Book Fodor s Mexico 2009

    Book Details:
  • Author : Fodor's
  • Publisher : Fodors Travel Publications
  • Release : 2008
  • ISBN : 140001946X
  • Pages : 898 pages

Download or read book Fodor s Mexico 2009 written by Fodor's and published by Fodors Travel Publications. This book was released on 2008 with total page 898 pages. Available in PDF, EPUB and Kindle. Book excerpt: Provides information on Mexican history and culture, and shares advice on sightseeing, shopping, and entertainment

Book New York Magazine

    Book Details:
  • Author :
  • Publisher :
  • Release : 1992-03-09
  • ISBN :
  • Pages : 152 pages

Download or read book New York Magazine written by and published by . This book was released on 1992-03-09 with total page 152 pages. Available in PDF, EPUB and Kindle. Book excerpt: New York magazine was born in 1968 after a run as an insert of the New York Herald Tribune and quickly made a place for itself as the trusted resource for readers across the country. With award-winning writing and photography covering everything from politics and food to theater and fashion, the magazine's consistent mission has been to reflect back to its audience the energy and excitement of the city itself, while celebrating New York as both a place and an idea.

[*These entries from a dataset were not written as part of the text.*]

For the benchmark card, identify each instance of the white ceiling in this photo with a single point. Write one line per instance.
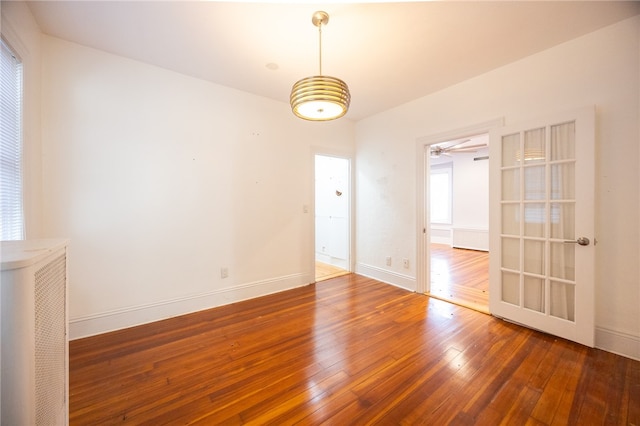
(388, 53)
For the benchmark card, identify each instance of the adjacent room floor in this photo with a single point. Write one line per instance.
(460, 276)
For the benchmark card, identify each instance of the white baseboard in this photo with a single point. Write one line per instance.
(104, 322)
(399, 280)
(618, 342)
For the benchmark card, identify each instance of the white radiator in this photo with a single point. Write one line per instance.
(474, 239)
(34, 358)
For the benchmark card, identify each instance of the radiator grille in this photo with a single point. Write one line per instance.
(50, 341)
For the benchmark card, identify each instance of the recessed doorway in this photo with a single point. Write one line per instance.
(459, 221)
(332, 216)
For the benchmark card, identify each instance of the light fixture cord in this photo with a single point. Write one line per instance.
(320, 49)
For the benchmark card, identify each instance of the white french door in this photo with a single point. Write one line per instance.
(542, 239)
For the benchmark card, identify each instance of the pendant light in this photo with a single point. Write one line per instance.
(320, 97)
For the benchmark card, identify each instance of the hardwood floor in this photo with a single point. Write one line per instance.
(350, 350)
(460, 276)
(325, 271)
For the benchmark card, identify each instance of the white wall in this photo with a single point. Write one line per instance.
(470, 204)
(332, 210)
(160, 180)
(602, 69)
(21, 31)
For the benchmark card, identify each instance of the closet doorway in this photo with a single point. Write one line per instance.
(332, 216)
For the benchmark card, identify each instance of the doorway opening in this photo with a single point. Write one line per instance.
(332, 217)
(458, 200)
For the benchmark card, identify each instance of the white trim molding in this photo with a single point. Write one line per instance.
(618, 342)
(131, 316)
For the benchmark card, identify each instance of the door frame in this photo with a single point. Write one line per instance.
(347, 155)
(423, 166)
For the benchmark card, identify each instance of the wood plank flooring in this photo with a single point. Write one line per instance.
(324, 271)
(460, 276)
(350, 350)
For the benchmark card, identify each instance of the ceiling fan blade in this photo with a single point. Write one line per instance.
(446, 148)
(470, 147)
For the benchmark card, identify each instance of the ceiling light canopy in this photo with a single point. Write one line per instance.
(320, 97)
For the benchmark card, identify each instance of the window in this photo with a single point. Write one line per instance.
(12, 224)
(441, 187)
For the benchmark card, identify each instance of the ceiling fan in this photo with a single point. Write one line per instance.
(437, 150)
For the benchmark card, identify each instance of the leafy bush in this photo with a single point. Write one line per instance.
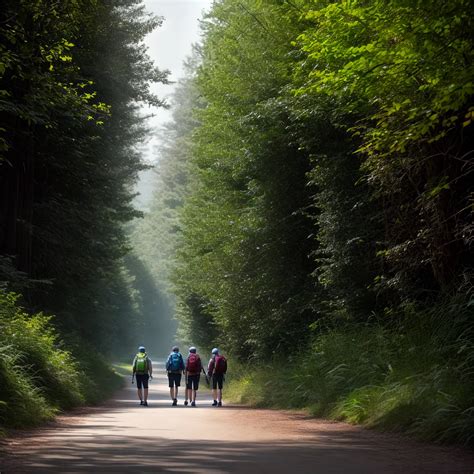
(38, 376)
(414, 375)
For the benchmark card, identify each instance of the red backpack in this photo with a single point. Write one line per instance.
(193, 364)
(220, 364)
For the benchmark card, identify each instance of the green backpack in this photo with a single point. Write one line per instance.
(141, 363)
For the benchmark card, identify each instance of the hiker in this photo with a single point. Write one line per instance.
(216, 370)
(193, 374)
(175, 369)
(142, 371)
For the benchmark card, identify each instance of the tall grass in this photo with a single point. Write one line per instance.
(38, 375)
(413, 374)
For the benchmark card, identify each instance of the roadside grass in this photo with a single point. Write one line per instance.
(413, 375)
(39, 377)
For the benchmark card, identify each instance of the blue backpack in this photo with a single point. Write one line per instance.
(175, 362)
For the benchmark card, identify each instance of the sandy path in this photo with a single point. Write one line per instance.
(125, 437)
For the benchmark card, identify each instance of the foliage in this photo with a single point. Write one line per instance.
(38, 375)
(326, 219)
(414, 375)
(72, 77)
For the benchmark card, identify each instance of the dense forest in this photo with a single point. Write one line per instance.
(315, 207)
(313, 210)
(73, 76)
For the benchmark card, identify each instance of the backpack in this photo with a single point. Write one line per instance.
(175, 362)
(141, 363)
(220, 364)
(194, 365)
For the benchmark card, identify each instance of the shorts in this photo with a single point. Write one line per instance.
(217, 381)
(142, 379)
(193, 381)
(174, 379)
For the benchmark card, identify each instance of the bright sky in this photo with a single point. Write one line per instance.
(169, 46)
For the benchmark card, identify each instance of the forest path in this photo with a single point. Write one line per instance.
(122, 436)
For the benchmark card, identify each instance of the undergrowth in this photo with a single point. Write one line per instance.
(414, 375)
(39, 374)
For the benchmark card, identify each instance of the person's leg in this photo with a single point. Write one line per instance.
(171, 385)
(145, 389)
(214, 390)
(220, 385)
(195, 386)
(177, 384)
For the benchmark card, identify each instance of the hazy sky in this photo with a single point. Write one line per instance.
(169, 46)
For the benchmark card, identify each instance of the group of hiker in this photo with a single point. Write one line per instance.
(176, 367)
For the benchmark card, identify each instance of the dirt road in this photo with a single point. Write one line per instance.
(125, 437)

Book The Rough Guide to the Maya World

Download or read book The Rough Guide to the Maya World written by Peter Eltringham and published by Rough Guides. This book was released on 2001 with total page 636 pages. Available in PDF, EPUB and Kindle. Book excerpt: Incisive historical and cultural essays illuminate lost Mayan civilizations and their modern descendants while lively reviews point out the best places to eat, drink, and stay in northern Mexico and the Yucatn Peninsula, Guatemala, Blize, Honduras, and El Salvador. 57 maps. of color photos.